INVALIDATION DU DECRET DU PRESIDENT AMERICAIN SUR LE DROIT DE SOL : Quand les institutions refusent de céder aux desiderata de Trump
Et de deux pour le président américain, Donald Trump ! En effet, après l’invalidation de la majeure partie des droits de douane, en février dernier, la Cour suprême vient d’infliger une autre gifle au 47e président des Etats-Unis. Elle a jugé inconstitutionnel le décret controversé visant à restreindre le droit de sol, déboutant ainsi Donald Trump. De quoi s’agit-il exactement ? En effet, Donald Trump, sitôt après son retour aux affaires, en janvier 2025, avait pris un décret visant à empêcher les enfants de résidents temporaires ou d’immigrants clandestins, d’obtenir la nationalité américaine. Toute chose qui avait provoqué un véritable tollé mondial ; les uns et les autres estimant qu’il s’agissait d’une mesure arbitraire parce qu’elle va à l’encontre de l’esprit et de la lettre de la Constitution. Saisis, les grands juges ont invalidé la mesure, déclarant que tout enfant né aux Etats-Unis bénéficie systématiquement de la nationalité américaine et ce, au nom du principe du droit de sol. De quoi redonner le sourire à plus d’un, notamment aux migrants temporaires et clandestins. Il faudra, toutefois, se garder de tout triomphalisme parce que le président Trump, comme à ses habitudes, ne s’avoue jamais vaincu. Face à ce revers judiciaire, il promet de faire passer sa mesure sur le droit de sol par voie législative. Si bien qu’il a saisi, dans la foulée, le Congrès qui s’est aussitôt mis à l’œuvre. C’est dire si rien n’est encore gagné.

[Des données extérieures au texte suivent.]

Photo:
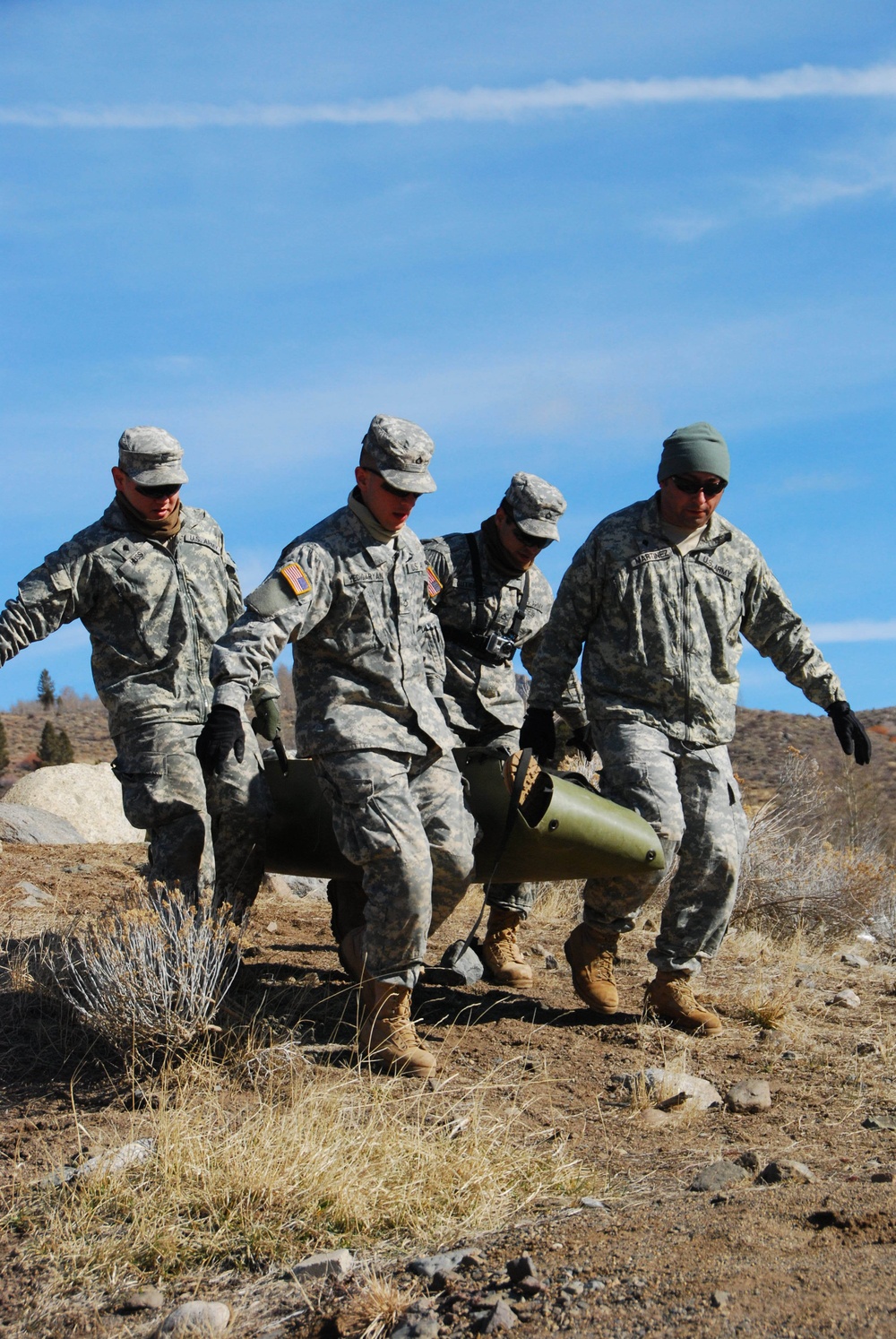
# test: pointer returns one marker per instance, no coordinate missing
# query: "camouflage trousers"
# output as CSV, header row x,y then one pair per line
x,y
512,897
692,799
402,818
201,834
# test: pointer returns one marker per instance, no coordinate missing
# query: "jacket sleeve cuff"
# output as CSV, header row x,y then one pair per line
x,y
230,695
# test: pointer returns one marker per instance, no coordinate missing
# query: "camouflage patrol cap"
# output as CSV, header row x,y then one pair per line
x,y
536,505
401,452
151,455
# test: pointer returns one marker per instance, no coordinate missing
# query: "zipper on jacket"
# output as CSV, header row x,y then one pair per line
x,y
194,636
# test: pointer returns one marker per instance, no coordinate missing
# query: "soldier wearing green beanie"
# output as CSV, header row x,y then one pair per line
x,y
660,595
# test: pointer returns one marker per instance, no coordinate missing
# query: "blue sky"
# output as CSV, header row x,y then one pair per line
x,y
549,233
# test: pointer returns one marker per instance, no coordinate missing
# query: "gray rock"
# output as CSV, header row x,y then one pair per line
x,y
145,1299
35,826
417,1327
444,1263
784,1170
194,1319
32,897
287,886
105,1164
323,1266
718,1176
668,1084
500,1317
86,796
747,1097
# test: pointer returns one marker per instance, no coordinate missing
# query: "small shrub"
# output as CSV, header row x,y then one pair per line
x,y
793,876
148,976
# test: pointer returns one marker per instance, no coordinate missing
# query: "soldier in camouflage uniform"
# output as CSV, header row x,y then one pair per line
x,y
490,600
660,595
349,593
154,587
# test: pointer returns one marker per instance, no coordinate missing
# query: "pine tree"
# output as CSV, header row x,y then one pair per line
x,y
56,747
46,690
65,751
47,746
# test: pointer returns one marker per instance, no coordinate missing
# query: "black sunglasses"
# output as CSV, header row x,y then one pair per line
x,y
687,484
157,490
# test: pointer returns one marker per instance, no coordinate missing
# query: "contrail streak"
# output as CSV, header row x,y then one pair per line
x,y
443,105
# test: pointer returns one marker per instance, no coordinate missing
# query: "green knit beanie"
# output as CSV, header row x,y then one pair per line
x,y
695,447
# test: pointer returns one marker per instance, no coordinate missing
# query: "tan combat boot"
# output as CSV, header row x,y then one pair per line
x,y
387,1035
500,949
590,952
671,998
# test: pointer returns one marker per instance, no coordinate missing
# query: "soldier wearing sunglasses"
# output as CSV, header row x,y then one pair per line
x,y
154,585
660,596
492,600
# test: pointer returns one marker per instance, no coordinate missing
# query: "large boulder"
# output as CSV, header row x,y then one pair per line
x,y
86,796
35,826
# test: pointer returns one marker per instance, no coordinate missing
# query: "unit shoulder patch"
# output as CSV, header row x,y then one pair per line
x,y
433,584
297,579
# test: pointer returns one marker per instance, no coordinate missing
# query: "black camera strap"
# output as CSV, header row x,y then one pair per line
x,y
479,626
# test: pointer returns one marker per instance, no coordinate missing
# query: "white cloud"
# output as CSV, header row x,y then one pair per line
x,y
856,629
429,105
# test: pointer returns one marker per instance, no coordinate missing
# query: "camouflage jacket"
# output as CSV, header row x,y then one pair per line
x,y
352,609
662,629
153,612
481,695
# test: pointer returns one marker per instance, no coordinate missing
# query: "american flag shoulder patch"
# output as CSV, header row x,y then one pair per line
x,y
295,579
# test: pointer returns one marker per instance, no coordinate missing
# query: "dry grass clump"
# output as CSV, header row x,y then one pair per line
x,y
148,976
252,1177
375,1306
792,875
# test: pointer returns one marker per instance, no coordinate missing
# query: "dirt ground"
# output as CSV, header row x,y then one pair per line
x,y
804,1259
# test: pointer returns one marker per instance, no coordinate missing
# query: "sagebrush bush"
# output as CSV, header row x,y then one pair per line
x,y
792,873
148,976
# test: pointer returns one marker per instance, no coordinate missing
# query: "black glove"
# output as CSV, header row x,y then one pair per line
x,y
850,732
267,720
580,739
538,734
221,732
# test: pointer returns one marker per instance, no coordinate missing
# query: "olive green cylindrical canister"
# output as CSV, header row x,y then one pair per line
x,y
579,834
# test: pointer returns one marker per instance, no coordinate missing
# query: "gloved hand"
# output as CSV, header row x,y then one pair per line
x,y
580,739
538,734
850,732
267,720
221,732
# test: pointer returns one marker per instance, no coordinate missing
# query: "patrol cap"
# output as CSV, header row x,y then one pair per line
x,y
401,452
536,505
151,455
698,446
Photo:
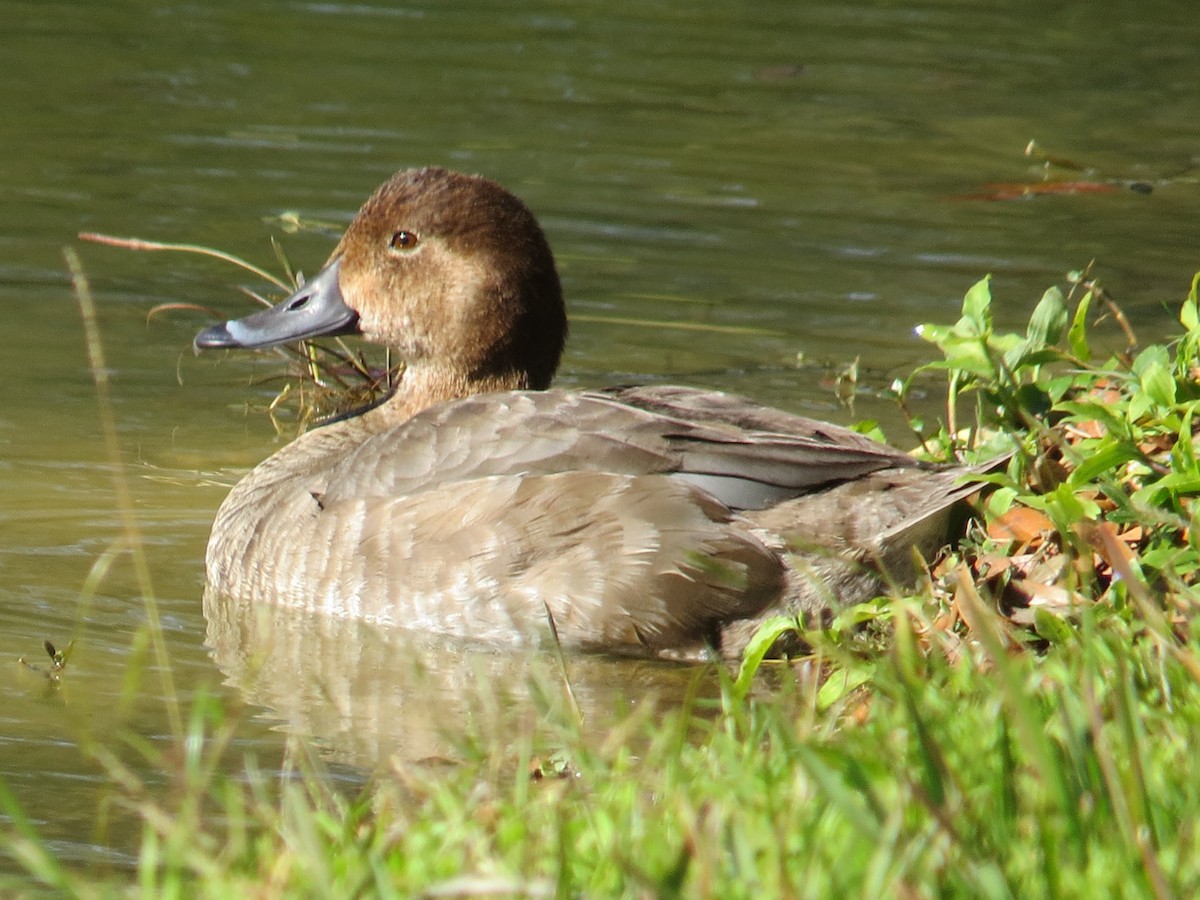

En retoquant le décret présidentiel, la Cour suprême nourrit le rêve américain
Car, si le Congrès, dominé par des Républicains, accompagne Trump dans ses lubies, le droit de sol pourrait être restreint ou annulé pour certains. Tout est possible. Mais en renvoyant le président américain à ses chères études, la Cour suprême donne la preuve que les institutions, aux Etats-Unis, sont fortes et qu’elles sont à équidistance des chapelles politiques, se contentant de dire le droit en toute indépendance. Donald Trump lui-même l’aura appris à ses dépens. Les Etats-Unis ont une longue tradition démocratique au point qu’il est difficile pour un homme, fût-il le président de la République, de faire de ses desiderata, des lois. Du reste, dans le cas d’espèce, Trump ne devrait pas s’attendre à autre chose qu’à une déculottée. Car, comment un décret présidentiel, pris à l’emporte-pièce, peut-il remettre en cause une disposition constitutionnelle qui date de Mathusalem ? En tout cas, s’il voulait ainsi montrer sa toute-puissance, Donald Trump en a pris pour son grade. Cela dit, en attendant de voir dans quelle direction ira le Congrès américain, on peut affirmer qu’en retoquant le décret présidentiel, la Cour suprême, pour ainsi dire, nourrit le rêve américain. Elle donne à espérer à tous ceux qui, pour une raison ou pour une autre, fuient leurs pays respectifs pour se refugier aux Etats-Unis dont l’Histoire, faut-il le rappeler opportunément, s’accommode mal des mesures anti-migration du président Trump.